To do that, insiders suggested, it would cherry-pick from the cutting-edge in display hardware and the latest and greatest in Windows code. On the physical side, Microsoft was said to be experimenting with flexible OLED panels. That could allow a tablet that folded in half – or even into thirds – so as to be more pocket-friendly without sacrificing on usable screen real-estate.
As for software, Andromeda depends on a number of new features being developed for Windows 10. The device was expected to build on a new, modular approach to Windows architecture, for example, which would allow hardware OEMs to select piecemeal what their OS build of choice would comprise. A new way of dealing with flexible user interface layouts was also said to be instrumental, allowing Andromeda’s UI to change according to how much of the screen was unfolded and visible at any one time, as per these beguiling concept mock-ups by designer David Breyer.
It’s that – collectively, though unofficially, known as “AndromedaOS” – which is said to be causing headaches now. Microsoft has reportedly decided to push back the aspects of Windows 10 that relate to Andromeda, with sources telling ZDNet that they will no longer be part of the upcoming “Redstone 5” feature release.

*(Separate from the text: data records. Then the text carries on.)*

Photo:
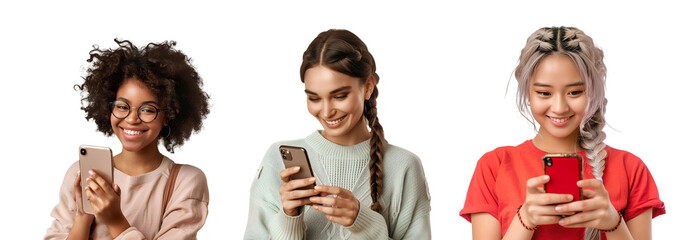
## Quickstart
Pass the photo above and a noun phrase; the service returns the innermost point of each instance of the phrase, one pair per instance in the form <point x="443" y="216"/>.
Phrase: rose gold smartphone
<point x="296" y="156"/>
<point x="99" y="159"/>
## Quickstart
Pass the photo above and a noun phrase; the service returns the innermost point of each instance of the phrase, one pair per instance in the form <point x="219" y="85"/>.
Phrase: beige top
<point x="141" y="203"/>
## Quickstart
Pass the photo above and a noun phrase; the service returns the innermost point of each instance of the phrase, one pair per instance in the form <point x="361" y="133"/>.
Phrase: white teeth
<point x="132" y="132"/>
<point x="559" y="120"/>
<point x="335" y="122"/>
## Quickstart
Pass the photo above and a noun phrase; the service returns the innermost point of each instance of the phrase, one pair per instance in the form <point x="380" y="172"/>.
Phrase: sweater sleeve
<point x="266" y="219"/>
<point x="64" y="212"/>
<point x="410" y="204"/>
<point x="413" y="219"/>
<point x="186" y="211"/>
<point x="368" y="225"/>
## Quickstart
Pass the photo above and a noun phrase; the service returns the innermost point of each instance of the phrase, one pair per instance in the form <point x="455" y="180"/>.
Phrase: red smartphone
<point x="564" y="169"/>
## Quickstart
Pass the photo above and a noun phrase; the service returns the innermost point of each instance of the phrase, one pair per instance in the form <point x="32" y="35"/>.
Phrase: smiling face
<point x="557" y="98"/>
<point x="337" y="100"/>
<point x="134" y="134"/>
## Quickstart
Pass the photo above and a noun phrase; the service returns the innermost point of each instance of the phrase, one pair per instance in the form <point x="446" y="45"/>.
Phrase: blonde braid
<point x="579" y="47"/>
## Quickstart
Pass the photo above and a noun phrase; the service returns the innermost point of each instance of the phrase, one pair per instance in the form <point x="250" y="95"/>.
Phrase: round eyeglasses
<point x="146" y="112"/>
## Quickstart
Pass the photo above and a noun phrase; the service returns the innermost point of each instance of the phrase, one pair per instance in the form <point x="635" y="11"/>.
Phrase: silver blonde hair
<point x="571" y="42"/>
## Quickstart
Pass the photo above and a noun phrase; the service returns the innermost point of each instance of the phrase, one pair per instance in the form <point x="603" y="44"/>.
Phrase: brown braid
<point x="344" y="52"/>
<point x="376" y="149"/>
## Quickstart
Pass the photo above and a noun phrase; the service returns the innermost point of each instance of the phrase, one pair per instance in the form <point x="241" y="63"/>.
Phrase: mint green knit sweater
<point x="405" y="199"/>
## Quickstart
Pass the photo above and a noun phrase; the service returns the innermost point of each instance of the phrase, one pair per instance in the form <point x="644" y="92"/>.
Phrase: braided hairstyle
<point x="344" y="52"/>
<point x="166" y="71"/>
<point x="579" y="47"/>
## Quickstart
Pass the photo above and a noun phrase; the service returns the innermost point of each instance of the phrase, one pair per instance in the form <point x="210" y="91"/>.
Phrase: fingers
<point x="332" y="190"/>
<point x="342" y="216"/>
<point x="584" y="219"/>
<point x="76" y="182"/>
<point x="549" y="199"/>
<point x="534" y="184"/>
<point x="342" y="209"/>
<point x="590" y="183"/>
<point x="333" y="202"/>
<point x="583" y="205"/>
<point x="287" y="172"/>
<point x="295" y="203"/>
<point x="295" y="184"/>
<point x="298" y="194"/>
<point x="104" y="185"/>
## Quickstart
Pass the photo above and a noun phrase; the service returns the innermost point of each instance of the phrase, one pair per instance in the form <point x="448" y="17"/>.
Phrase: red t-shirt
<point x="499" y="182"/>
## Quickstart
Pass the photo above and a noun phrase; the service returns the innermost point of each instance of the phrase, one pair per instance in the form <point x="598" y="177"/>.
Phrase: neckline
<point x="534" y="148"/>
<point x="326" y="147"/>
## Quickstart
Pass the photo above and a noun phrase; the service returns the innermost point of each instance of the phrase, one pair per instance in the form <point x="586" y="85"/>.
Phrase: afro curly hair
<point x="167" y="72"/>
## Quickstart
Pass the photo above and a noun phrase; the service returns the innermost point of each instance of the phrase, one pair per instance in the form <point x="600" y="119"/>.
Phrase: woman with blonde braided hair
<point x="365" y="187"/>
<point x="561" y="86"/>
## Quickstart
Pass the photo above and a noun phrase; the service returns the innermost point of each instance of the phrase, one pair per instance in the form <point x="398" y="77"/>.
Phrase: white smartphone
<point x="99" y="159"/>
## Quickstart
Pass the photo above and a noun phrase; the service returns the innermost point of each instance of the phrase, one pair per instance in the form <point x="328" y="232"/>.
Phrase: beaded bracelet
<point x="615" y="227"/>
<point x="526" y="227"/>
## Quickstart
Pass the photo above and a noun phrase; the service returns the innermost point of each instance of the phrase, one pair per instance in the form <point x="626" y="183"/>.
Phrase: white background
<point x="444" y="71"/>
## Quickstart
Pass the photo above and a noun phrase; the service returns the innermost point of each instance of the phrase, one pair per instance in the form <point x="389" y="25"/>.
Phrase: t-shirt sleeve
<point x="481" y="195"/>
<point x="643" y="193"/>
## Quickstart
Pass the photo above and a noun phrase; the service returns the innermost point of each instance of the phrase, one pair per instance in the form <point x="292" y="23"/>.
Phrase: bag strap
<point x="169" y="187"/>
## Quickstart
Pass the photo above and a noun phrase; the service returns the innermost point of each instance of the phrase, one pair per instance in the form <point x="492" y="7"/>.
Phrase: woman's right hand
<point x="292" y="198"/>
<point x="77" y="190"/>
<point x="83" y="221"/>
<point x="539" y="207"/>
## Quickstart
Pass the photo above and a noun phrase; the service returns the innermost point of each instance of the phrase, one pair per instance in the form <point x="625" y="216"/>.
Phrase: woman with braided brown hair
<point x="561" y="85"/>
<point x="366" y="188"/>
<point x="143" y="97"/>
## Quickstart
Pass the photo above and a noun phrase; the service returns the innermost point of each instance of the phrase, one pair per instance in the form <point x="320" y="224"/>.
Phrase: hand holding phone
<point x="297" y="177"/>
<point x="95" y="158"/>
<point x="565" y="170"/>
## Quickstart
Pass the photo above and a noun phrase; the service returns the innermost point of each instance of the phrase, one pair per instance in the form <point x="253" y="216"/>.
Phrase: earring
<point x="169" y="130"/>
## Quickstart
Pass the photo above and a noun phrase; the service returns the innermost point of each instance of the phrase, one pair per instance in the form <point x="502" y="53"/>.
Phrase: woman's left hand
<point x="596" y="211"/>
<point x="342" y="209"/>
<point x="105" y="200"/>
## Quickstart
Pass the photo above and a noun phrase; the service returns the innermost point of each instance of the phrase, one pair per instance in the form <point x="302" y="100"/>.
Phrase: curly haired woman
<point x="143" y="97"/>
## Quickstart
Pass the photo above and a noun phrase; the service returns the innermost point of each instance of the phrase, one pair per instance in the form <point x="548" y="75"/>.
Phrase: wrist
<point x="84" y="218"/>
<point x="525" y="221"/>
<point x="118" y="227"/>
<point x="618" y="222"/>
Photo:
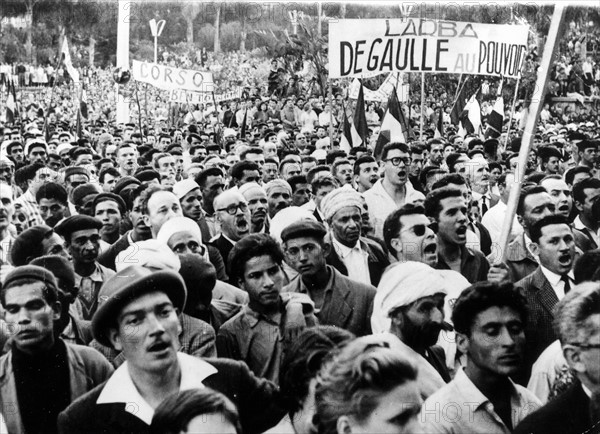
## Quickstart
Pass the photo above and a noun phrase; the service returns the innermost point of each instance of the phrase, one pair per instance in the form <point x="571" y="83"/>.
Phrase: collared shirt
<point x="355" y="259"/>
<point x="460" y="407"/>
<point x="120" y="387"/>
<point x="89" y="287"/>
<point x="556" y="282"/>
<point x="254" y="338"/>
<point x="578" y="224"/>
<point x="381" y="204"/>
<point x="30" y="208"/>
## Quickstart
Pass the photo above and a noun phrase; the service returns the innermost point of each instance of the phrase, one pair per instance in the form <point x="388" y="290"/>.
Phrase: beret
<point x="102" y="197"/>
<point x="403" y="283"/>
<point x="127" y="285"/>
<point x="124" y="182"/>
<point x="76" y="223"/>
<point x="29" y="244"/>
<point x="340" y="198"/>
<point x="63" y="147"/>
<point x="30" y="272"/>
<point x="183" y="187"/>
<point x="59" y="266"/>
<point x="76" y="170"/>
<point x="303" y="228"/>
<point x="271" y="185"/>
<point x="83" y="190"/>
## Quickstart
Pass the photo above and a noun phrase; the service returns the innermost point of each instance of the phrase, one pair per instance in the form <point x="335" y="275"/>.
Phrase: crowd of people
<point x="234" y="269"/>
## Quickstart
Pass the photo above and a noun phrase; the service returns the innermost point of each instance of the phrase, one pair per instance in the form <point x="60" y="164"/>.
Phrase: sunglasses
<point x="419" y="230"/>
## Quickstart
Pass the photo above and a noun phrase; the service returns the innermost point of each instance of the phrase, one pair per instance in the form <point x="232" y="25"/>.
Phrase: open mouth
<point x="565" y="259"/>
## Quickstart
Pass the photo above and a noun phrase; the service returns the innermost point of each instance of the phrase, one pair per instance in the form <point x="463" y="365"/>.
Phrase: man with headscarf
<point x="357" y="257"/>
<point x="410" y="304"/>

That’s on track to be pushed out later in 2018, most likely around October.
Now, indeed, Microsoft is apparently trying to decide whether those features will even be part of “Redstone 6” when that is released. According to the sources, though part of the issue is getting the specific code actually ready for public consumption, that’s not the only issue. The software giant is also said to be cautious about whether there’s a market for Andromeda at all, at least in its current state.

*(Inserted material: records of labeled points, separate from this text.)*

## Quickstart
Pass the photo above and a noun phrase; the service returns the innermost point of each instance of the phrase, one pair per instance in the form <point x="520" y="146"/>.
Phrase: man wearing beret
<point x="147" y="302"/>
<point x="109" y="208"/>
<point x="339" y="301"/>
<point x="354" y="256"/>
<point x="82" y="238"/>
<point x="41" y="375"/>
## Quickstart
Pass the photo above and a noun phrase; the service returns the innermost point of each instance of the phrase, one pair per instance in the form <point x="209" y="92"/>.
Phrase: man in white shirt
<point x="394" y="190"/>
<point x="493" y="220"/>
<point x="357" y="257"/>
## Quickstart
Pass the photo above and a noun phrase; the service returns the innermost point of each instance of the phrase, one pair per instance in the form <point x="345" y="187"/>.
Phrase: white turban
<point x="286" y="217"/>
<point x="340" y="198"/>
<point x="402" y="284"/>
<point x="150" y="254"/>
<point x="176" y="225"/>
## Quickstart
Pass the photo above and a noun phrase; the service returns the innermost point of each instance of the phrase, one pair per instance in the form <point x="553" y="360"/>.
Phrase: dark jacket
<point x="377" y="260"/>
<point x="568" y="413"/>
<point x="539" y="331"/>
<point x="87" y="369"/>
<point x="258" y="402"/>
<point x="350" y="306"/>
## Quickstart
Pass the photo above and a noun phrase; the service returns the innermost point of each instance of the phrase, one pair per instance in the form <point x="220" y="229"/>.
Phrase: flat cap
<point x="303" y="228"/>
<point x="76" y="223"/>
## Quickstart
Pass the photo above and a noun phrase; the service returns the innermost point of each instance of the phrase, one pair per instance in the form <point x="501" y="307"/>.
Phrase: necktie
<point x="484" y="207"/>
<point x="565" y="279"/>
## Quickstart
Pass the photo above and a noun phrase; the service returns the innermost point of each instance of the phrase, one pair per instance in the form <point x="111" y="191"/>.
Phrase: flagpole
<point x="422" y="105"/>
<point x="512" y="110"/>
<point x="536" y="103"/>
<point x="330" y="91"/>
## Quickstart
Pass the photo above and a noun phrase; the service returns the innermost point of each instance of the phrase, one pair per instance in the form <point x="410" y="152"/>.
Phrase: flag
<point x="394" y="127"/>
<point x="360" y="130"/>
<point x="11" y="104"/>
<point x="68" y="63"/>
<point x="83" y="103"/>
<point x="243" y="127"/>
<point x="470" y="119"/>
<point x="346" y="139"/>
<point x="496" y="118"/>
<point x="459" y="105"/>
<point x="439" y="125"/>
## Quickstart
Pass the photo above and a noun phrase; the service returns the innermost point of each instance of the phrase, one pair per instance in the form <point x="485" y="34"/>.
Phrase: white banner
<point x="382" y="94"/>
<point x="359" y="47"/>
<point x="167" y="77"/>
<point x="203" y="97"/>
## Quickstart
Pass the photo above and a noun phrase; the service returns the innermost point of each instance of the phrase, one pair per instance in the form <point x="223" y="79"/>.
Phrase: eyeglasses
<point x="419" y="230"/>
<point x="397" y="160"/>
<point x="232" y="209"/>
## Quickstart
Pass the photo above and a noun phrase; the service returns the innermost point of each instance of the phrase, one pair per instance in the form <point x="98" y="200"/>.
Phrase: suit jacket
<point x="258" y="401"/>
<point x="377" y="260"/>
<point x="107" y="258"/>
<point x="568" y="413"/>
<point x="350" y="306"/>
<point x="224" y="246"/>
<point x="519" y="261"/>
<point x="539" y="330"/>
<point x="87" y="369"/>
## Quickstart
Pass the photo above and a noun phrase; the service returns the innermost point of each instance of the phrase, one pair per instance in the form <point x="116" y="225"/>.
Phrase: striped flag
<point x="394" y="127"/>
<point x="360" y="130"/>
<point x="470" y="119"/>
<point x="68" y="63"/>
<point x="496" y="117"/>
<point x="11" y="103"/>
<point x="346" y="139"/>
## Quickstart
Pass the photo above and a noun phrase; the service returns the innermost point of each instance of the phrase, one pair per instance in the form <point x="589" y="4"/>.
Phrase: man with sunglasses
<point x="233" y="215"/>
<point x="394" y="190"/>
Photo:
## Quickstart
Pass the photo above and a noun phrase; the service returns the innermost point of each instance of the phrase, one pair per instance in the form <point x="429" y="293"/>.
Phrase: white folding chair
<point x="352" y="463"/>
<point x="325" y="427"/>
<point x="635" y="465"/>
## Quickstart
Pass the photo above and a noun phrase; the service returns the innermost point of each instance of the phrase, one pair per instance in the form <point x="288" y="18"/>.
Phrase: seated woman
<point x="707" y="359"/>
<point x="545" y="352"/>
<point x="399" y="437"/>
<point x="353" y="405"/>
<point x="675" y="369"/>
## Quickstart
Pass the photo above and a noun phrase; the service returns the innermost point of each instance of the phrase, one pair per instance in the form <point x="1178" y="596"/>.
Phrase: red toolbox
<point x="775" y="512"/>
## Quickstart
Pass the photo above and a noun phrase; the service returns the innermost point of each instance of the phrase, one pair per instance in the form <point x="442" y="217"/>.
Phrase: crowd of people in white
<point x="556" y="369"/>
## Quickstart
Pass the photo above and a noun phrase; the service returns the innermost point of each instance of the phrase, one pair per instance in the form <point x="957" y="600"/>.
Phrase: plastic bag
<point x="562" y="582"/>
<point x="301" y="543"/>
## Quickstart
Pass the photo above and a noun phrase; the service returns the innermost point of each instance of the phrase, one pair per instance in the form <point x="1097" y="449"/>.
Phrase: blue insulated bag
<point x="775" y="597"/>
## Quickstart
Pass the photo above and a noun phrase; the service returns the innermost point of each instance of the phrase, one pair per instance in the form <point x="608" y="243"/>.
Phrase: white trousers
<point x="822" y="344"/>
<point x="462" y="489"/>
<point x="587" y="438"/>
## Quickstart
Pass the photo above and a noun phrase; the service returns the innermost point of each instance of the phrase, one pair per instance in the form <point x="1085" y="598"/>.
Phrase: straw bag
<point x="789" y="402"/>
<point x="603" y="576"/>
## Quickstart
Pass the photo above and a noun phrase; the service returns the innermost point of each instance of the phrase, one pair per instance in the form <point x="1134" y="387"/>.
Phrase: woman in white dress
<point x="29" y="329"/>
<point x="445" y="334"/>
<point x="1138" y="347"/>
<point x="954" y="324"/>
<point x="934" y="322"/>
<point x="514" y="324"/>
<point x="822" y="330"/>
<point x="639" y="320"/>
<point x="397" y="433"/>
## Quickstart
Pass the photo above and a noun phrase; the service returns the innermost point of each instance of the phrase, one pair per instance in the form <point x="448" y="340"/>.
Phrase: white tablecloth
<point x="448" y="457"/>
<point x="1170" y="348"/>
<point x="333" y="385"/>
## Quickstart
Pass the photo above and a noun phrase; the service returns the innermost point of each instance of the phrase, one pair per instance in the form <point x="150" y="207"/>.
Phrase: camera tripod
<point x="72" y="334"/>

Among the concerns is that, though there’s been a generally positive reaction to the leaks so far, the actual cohort of people who would buy Andromeda in production form could be vanishingly small. Such a group would need to accept the premium pricing that hardware like folding OLED would demand, require pen and touch input, and be content with only those apps available through the Microsoft Store.
Exactly what sort of price we’re talking about is still unclear, but nobody is expecting the first batch of folding OLED gadgets to be cheap. Leaks around Samsung’s Galaxy X folding Android smartphone, for example, have tipped a price equivalent to around $1,800. With the Galaxy X benefiting from the fact that it’s Samsung Display making the screen the handset will use, it’s hard to imagine Microsoft coming in under that figure.

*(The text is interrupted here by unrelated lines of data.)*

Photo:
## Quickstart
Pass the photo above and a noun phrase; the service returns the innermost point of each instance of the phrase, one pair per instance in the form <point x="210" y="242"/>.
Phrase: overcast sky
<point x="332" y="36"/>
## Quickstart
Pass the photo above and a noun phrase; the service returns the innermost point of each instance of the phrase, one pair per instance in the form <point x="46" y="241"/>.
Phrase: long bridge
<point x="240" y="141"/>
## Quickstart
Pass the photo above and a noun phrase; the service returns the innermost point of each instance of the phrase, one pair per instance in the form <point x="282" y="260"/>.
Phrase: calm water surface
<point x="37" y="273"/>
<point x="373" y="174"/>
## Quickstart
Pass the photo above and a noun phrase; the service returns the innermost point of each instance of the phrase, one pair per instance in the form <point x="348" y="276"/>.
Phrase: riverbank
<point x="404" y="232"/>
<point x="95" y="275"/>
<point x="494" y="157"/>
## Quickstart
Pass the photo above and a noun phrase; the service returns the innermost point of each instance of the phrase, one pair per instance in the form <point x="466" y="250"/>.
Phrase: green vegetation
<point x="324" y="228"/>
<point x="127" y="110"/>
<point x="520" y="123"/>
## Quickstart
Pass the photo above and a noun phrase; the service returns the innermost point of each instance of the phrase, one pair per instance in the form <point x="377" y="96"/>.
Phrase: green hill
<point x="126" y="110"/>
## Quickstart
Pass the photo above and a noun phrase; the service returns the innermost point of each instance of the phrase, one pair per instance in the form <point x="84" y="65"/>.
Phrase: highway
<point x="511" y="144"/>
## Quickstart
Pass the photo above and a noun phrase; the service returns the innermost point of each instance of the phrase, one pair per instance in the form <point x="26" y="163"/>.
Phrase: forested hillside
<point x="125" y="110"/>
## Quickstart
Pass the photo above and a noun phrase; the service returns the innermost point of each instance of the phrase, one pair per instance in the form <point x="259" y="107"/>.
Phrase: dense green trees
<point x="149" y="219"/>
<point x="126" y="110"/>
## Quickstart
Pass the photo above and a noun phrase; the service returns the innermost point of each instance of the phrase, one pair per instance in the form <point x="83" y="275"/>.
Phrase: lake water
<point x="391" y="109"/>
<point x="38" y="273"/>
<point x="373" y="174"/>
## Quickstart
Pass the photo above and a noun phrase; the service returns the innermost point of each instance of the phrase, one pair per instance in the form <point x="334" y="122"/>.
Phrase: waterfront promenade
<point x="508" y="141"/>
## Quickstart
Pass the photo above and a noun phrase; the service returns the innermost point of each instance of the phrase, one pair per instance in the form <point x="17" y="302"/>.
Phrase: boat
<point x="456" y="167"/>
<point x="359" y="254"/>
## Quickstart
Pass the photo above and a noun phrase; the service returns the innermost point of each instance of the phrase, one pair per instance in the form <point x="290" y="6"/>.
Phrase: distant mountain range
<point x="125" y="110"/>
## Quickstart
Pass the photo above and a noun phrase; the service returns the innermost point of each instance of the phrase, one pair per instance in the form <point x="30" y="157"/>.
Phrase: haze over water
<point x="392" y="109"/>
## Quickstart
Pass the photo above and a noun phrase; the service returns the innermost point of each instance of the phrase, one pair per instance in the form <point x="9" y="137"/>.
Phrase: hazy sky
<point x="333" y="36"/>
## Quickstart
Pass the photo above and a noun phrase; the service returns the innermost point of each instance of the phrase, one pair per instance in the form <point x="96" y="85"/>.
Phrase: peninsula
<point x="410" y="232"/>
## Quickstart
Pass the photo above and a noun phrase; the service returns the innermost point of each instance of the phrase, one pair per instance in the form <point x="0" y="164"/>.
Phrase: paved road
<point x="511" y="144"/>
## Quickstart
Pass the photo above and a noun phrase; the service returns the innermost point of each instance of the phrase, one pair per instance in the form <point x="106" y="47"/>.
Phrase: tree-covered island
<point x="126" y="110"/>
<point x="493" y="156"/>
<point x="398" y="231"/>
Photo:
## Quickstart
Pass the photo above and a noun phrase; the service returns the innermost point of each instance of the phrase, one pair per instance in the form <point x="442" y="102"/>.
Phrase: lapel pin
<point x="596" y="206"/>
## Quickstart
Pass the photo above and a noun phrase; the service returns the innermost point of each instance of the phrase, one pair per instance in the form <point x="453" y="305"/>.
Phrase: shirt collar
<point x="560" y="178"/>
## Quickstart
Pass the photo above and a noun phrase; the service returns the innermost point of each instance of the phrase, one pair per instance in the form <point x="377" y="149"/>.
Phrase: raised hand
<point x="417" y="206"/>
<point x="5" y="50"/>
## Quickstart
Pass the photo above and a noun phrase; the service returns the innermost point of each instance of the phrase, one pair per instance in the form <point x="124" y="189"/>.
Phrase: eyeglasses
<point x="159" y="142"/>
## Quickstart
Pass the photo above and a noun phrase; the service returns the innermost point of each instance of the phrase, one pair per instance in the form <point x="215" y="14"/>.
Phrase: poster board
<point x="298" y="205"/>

Although this might sound like Andromeda going to same way as the Surface Mini and, years prior to that, the Microsoft Courier, it may not be quite so pessimistic an outlook. The sources claim that Andromeda may well reach the market as more of a folding tablet than a smartphone-scale device, with full Win32 app support. That might make it something more like what we’re expecting from the Lenovo Yoga Book 2, which will have both a regular touchscreen and an e-paper touchscreen keyboard in a clamshell notebook design.